Maintain HOLD
Previous Rating: HOLD
Current Price: S$0.445
Fair Value: S$0.45
Worsening outlook signals tough times ahead. The outlook for the semiconductor sector has taken a turn for the worse since our last update on Micro-Mechanics Holdings (MMH) on 31 Aug 2011. This stems from the tepid macro economy, excess inventory levels and increasing consumer pessimism. Industry watchers Gartner and IHS iSuppli have also recently pared their forecasts for global semiconductor sales. Gartner now believes that the industry could register a 0.1% decline in 2011, a sharp contrast to its previous projection for a 5.1% growth made in 2QCY11 (forecasts for 2012 also lowered from 8.6% to 4.6%).
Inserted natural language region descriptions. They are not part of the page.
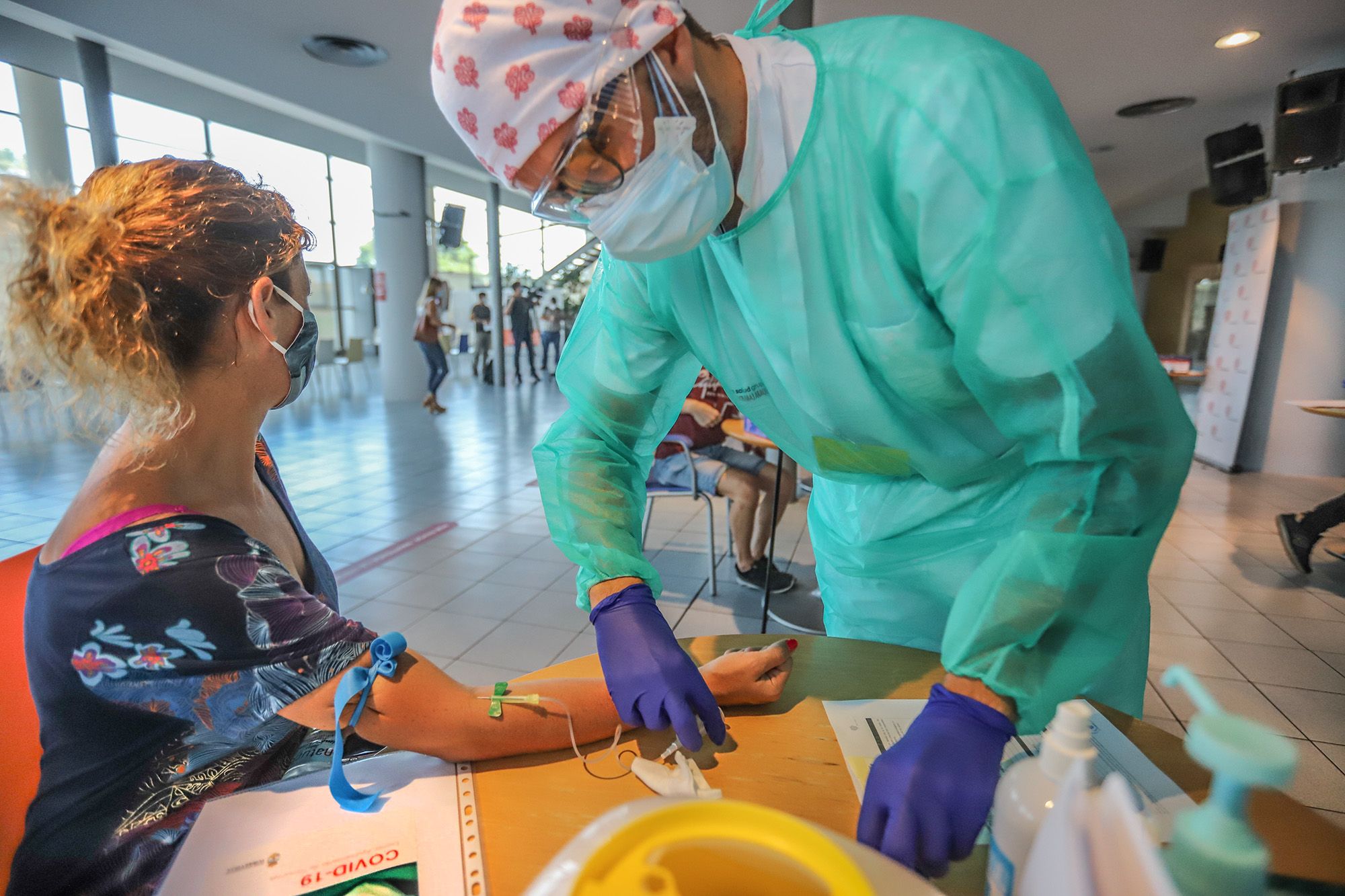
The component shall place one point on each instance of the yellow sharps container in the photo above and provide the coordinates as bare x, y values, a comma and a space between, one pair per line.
718, 848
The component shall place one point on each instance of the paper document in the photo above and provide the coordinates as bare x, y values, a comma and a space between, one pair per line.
291, 838
866, 728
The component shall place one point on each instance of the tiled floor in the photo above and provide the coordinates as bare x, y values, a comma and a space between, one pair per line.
493, 598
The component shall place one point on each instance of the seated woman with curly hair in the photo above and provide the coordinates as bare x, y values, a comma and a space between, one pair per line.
182, 631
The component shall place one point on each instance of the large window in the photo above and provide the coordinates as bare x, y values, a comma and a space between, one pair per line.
146, 131
529, 247
298, 173
13, 159
353, 212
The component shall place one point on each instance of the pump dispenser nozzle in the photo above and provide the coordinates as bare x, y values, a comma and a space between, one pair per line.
1215, 850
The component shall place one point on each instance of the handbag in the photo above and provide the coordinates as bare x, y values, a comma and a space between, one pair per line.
426, 329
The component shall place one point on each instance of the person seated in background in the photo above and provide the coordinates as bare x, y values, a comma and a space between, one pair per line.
182, 631
744, 478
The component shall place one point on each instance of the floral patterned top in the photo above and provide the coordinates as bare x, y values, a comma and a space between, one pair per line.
159, 657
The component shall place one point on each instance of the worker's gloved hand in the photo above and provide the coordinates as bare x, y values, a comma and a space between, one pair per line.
650, 677
930, 794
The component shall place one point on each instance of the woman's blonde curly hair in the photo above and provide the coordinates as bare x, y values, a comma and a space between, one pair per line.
120, 288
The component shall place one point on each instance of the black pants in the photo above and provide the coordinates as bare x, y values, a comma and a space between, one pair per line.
551, 341
520, 341
1325, 516
438, 362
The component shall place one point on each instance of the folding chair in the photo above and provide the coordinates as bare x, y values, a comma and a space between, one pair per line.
654, 490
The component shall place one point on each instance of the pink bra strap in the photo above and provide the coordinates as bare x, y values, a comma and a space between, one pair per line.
122, 521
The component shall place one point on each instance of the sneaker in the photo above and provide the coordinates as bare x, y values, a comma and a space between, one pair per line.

IHS iSuppli on the other hand, still expects the industry to grow in 2011, albeit at a slower pace of 2.9% versus its previous forecast of 4.6%. Outlook in 2012 is expected to remain bogged down by the stagnant economy, with sluggish revenue growth of 3.4% predicted.
Healthy balance sheet will enable MMH to weather the storm. We opine that MMH's healthy balance sheet would provide the group with a buffer against the increasing cyclical risk in the sector. The group carries no debt and its NTA per share increased from 25.5 S cents in FY10 to 26.5 S cents in FY11. It managed to stay profitable during the 2008-2009 financial crisis and also reported positive net operating cashflow during those testing times. We believe that MMH would continue to showcase its resilience in today's difficult operating environment, backed by its strong management team.
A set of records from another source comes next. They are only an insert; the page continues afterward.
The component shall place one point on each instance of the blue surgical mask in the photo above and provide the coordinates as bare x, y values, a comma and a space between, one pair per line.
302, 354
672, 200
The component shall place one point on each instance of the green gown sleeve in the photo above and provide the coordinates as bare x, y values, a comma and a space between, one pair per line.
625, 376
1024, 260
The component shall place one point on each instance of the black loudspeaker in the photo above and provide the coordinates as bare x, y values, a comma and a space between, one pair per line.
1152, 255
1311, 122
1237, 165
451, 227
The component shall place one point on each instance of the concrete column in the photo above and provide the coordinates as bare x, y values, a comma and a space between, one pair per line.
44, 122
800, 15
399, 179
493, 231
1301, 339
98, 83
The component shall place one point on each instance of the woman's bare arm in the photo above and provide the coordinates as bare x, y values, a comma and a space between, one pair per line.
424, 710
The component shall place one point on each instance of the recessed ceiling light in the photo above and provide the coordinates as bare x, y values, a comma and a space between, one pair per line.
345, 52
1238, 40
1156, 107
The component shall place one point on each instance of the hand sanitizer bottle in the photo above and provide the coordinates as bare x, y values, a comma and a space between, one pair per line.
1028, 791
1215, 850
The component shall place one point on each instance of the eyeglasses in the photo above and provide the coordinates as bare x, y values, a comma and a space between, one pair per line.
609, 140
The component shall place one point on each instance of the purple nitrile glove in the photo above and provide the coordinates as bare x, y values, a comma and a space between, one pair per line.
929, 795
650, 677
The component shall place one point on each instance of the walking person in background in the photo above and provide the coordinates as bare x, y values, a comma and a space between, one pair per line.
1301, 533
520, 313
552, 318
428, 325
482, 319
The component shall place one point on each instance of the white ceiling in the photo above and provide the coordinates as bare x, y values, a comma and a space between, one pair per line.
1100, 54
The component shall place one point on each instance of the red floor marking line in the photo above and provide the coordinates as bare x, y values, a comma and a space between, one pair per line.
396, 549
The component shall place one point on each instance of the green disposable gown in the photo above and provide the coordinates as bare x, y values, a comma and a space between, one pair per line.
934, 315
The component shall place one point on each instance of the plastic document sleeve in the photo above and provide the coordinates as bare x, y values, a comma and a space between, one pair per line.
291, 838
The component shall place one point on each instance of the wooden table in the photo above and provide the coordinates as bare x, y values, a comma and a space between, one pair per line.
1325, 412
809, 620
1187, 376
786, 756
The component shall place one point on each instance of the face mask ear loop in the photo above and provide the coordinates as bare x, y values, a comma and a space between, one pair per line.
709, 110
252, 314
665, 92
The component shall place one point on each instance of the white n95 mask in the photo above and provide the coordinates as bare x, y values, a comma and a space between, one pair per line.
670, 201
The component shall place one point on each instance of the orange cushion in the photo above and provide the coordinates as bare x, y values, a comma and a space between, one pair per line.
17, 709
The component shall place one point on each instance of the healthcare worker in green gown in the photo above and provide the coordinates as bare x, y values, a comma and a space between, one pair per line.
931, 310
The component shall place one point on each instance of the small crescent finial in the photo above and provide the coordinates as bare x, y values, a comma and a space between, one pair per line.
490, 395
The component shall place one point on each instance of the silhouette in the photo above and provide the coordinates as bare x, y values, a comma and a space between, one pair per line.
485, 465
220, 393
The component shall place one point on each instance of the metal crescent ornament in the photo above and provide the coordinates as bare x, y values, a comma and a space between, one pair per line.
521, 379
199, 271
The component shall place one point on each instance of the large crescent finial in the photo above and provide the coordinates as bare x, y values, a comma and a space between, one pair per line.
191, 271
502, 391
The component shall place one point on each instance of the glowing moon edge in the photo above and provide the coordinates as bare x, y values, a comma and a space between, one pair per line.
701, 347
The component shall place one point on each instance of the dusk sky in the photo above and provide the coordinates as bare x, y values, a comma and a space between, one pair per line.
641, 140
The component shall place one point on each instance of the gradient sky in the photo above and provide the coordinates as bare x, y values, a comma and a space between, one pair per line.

Maintain HOLD for the yield. In light of the weakening macroeconomic environment which is expected to take its toll on the cyclical tech sector, we are lowering our estimates for MMH and now expect revenue and net profit to decline by 1.3% and 7.8% instead of a 4.8% and 2.1% rise in FY12 respectively (FY13 earnings estimates also cut by 8.1%). Demand for MMH's products is strongly correlated to semiconductor chip production as lower utilisation rates and high semiconductor inventory levels would lead to a reduction in need for consumable tools and parts. Notwithstanding our lower forecasts, we are keeping our dividend estimates for FY12 at 3 S cents, unchanged from FY11. This is due to the healthy balance sheet of MMH and its track record of paying decent dividends over the years. At this level, it implies a prospective yield of 6.7%, which should provide some downside support to MMH's share price. Maintain HOLD for its attractive yield with a new fair value estimate of S$0.45 (previously S$0.50), still based on 10x FY12F EPS.